If you were an ill-informed bystander on Monday afternoon in the Breslin Center, you would’ve thought that Michigan State and No.3 Purdue were playing with the Big Ten title on the line.
Instead, it was an unranked Big Ten team missing one of its key players, taking on one of the best teams in the nation. The two conference foes had a bout for the ages, trading blows down to the very last whistle.
The Izzone was electric, keeping things rowdy throughout the afternoon, repeating unsavory chants and raining down boos upon the officials.
Easy shots were hard to come by, thanks to some stout defending from both squads. Each rebound felt essential to the flow of the game.
MSU’s junior guard A.J. Hoggard had another stellar game, earning 14 points as well as eight assists.
Purdue’s freshman guard Fletcher Loyer (the brother of former Spartan Foster Loyer was a problem for Michigan State’s defenders all night, finishing with 17 points.
But taking center stage was the battle between MSU’s senior guard Tyson Walker and Purdue’s junior center Zach Edey. The two landed a majority of the blows for their individual teams; Walker finished with a season high 30 points, while Edey notched a career- high 32. The Purdue big man also finished with 17 rebounds.

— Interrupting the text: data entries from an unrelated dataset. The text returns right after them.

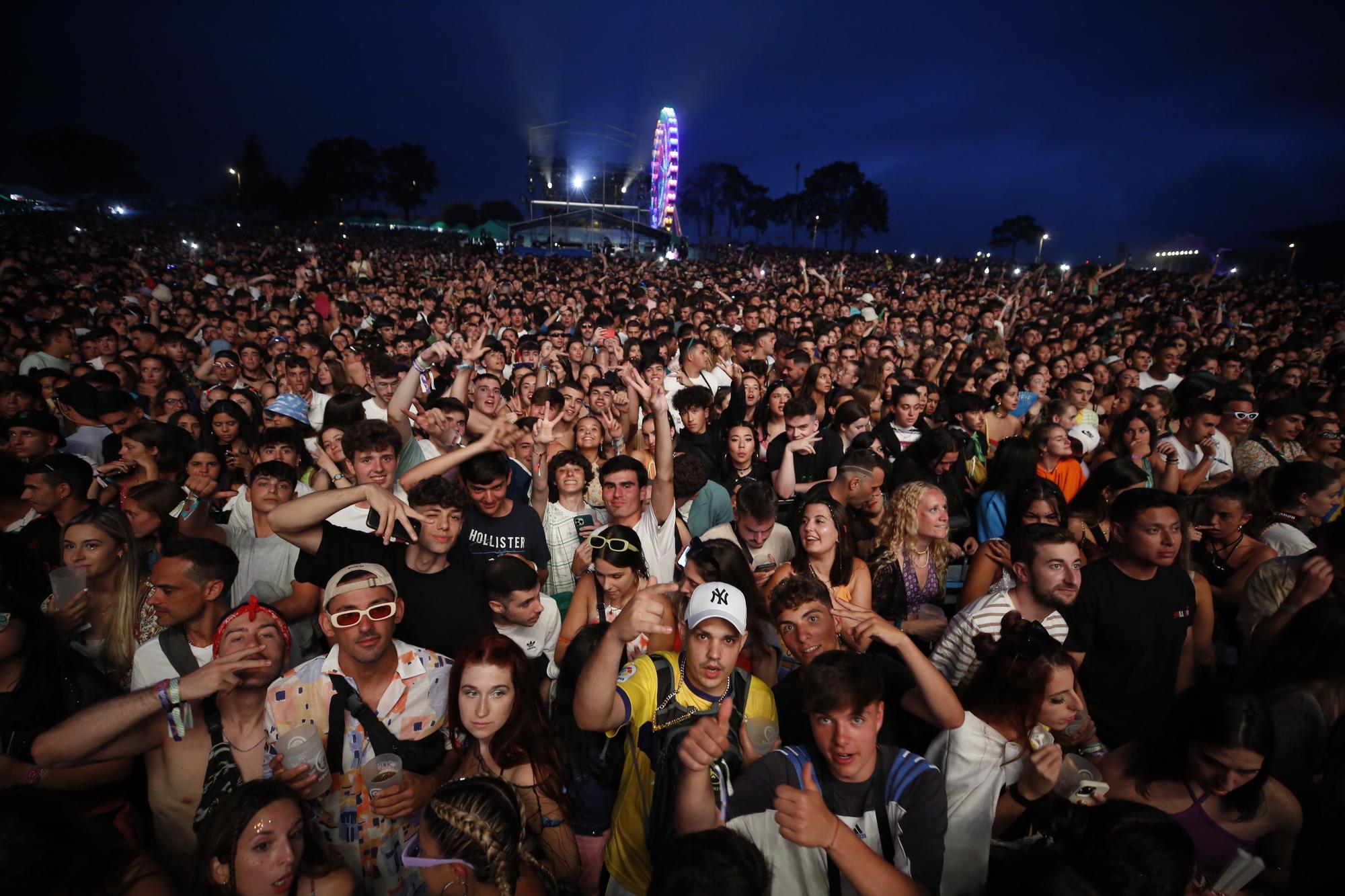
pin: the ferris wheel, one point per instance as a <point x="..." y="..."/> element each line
<point x="664" y="174"/>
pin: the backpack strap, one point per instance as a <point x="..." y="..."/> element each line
<point x="178" y="650"/>
<point x="906" y="768"/>
<point x="666" y="680"/>
<point x="422" y="756"/>
<point x="742" y="688"/>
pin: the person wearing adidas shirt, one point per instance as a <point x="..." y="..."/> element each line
<point x="847" y="817"/>
<point x="1047" y="567"/>
<point x="523" y="614"/>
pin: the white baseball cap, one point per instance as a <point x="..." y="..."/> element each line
<point x="1086" y="436"/>
<point x="377" y="576"/>
<point x="718" y="600"/>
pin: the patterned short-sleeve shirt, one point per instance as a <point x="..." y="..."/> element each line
<point x="414" y="706"/>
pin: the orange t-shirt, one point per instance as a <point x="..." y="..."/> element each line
<point x="1069" y="475"/>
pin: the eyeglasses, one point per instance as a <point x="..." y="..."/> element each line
<point x="379" y="612"/>
<point x="412" y="857"/>
<point x="615" y="544"/>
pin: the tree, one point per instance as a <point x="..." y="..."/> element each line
<point x="839" y="196"/>
<point x="461" y="213"/>
<point x="501" y="210"/>
<point x="67" y="159"/>
<point x="699" y="197"/>
<point x="256" y="188"/>
<point x="410" y="175"/>
<point x="1011" y="232"/>
<point x="341" y="170"/>
<point x="735" y="193"/>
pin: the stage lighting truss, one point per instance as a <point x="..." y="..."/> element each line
<point x="664" y="174"/>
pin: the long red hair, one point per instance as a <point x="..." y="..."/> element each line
<point x="525" y="737"/>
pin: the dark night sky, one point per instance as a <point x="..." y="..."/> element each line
<point x="1132" y="124"/>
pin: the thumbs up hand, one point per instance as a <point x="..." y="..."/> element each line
<point x="804" y="815"/>
<point x="707" y="740"/>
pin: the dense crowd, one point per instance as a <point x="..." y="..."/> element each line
<point x="379" y="563"/>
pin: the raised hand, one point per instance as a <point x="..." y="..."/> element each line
<point x="391" y="512"/>
<point x="474" y="353"/>
<point x="636" y="381"/>
<point x="1042" y="772"/>
<point x="71" y="618"/>
<point x="609" y="423"/>
<point x="708" y="739"/>
<point x="221" y="674"/>
<point x="436" y="353"/>
<point x="804" y="815"/>
<point x="805" y="446"/>
<point x="660" y="400"/>
<point x="299" y="779"/>
<point x="644" y="614"/>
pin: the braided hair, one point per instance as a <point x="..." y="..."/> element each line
<point x="481" y="821"/>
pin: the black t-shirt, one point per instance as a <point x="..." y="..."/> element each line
<point x="520" y="532"/>
<point x="445" y="610"/>
<point x="1132" y="634"/>
<point x="30" y="555"/>
<point x="899" y="728"/>
<point x="827" y="454"/>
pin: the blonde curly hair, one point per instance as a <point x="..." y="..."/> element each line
<point x="900" y="526"/>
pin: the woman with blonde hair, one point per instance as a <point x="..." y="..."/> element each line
<point x="471" y="841"/>
<point x="911" y="559"/>
<point x="110" y="618"/>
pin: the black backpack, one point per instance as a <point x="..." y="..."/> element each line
<point x="668" y="767"/>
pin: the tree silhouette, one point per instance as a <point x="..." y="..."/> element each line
<point x="67" y="159"/>
<point x="341" y="170"/>
<point x="410" y="175"/>
<point x="501" y="210"/>
<point x="761" y="213"/>
<point x="699" y="197"/>
<point x="1011" y="232"/>
<point x="839" y="196"/>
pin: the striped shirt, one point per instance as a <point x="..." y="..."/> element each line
<point x="956" y="654"/>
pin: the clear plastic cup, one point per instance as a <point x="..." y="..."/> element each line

Now, if this was an actual boxing match, it wouldn’t have been exactly a fair fight. Walker is 6-foot-1, weighing 180 pounds. He’d be classified as a cruiserweight.
Edey, on the other hand, is a true heavyweight. The colossal center stands at a towering 7-foot-4, clocking in at over 300 pounds.
“It’s like guarding a moving tree trunk, one that’s trying to swing you and hit you,” freshman center Carson Cooper, one of the three Spartan bigs tasked with defending Edey, said. “You feel all 290 of him when you’re trying to guard him.”
Luckily, the basketball court is the great equalizer. Walker and Edey each flexed their offensive muscles, taking over the game for large stretches - especially in the waning minutes.
Tactically, Michigan State opted to take away the Boilermaker’s perimeter shooting instead of honing in on Edey. This meant that, while Purdue wouldn't have many easy shots from beyond the arch, Edey would often have a one-on-one situation with a Spartan defender.
“We didn’t want to get their three point shooting going,” Head Coach Tom Izzo said. “I picked my poison.”
MSU’s go-to option to defend Edey was 6-foot-9 junior center Mady Sissoko. However, when Sissoko was on the bench with foul trouble, a pair of freshmen were tasked with guarding one of the best players in the Big Ten. Considering the situation, Cooper and forward Jaxon Kohler weren’t terrible, but Edey still took full advantage when the young, inexperienced players were on the court.
Edey got to work quickly in the opening minutes of the game, scoring the Boilermaker’s first six points and acting as an offensive catalyst the rest of the way. Oftentimes, Purdue’s game plan seemed simple - get the ball to the big man in the paint and watch him bully his way to the hoop.
Walker, on the other hand, didn’t have the best of starts. He missed his first four shots from the field, finally scoring his first points near the halfway point of the first half.
However, once Walker got hot, he caught fire. He rattled off nine more points in the first half and took that heat right into the second.
It seemed as though Walker could score in nearly any way that was asked of him. Whether it be catching and shooting in the mid-range, driving the net, zooming past slow defenders to punish or mismatch or draining open (and not so open) threes, Walker was an absolute menace on the court.
“Give him the ball and get out of the way,” Hoggard said. “You just know when he gets hot, good things happen.”
Walker single-handedly took over the final five minutes for Michigan State. Down 51-50, he scored 10 straight points for Michigan State. Then, with 12 seconds left in the game, Walker netted a two-point jumper to take a 63-62 MSU lead. It seemed as though the Spartans’ senior guard had finally inflicted the knockout punch.
However, ultimately it was Edey that landed the final blow. Seconds after the Walker basket, trailing by one point, Purdue moved quickly down the court. The behemoth got the ball, spun to the basket and dropped it in over Sissoko’s head, leaving just over two seconds left on the clock for Michigan State.
With just a couple seconds, the ball naturally went into Walker’s hands. But his three-point attempt missed wide left and Edey walked away from the fight as the champ.
That loss is going to sting for a bit. MSU is now 4-3 in Big Ten play (tied for fourth in the conference) and a win over a team like Purdue would’ve looked great on the resume come March.
Michigan State shouldn’t hang its head too low, though. Despite missing Hall, the Spartans nearly managed to beat one of the best teams in the nation. They out-rebounded one of the best rebounding teams in the nation. Walker’s performance was still incredible. Hoggard is still playing great with the team clawing and scrapping its way back into the contest, even when it seemed as though the Boilermakers were running away with it. The Big Ten season is long.
“Hang with these guys, they gave you their money's worth” Izzo said. “They competed. There aren’t many times I go into a losing locker room and thank my team for my competing.”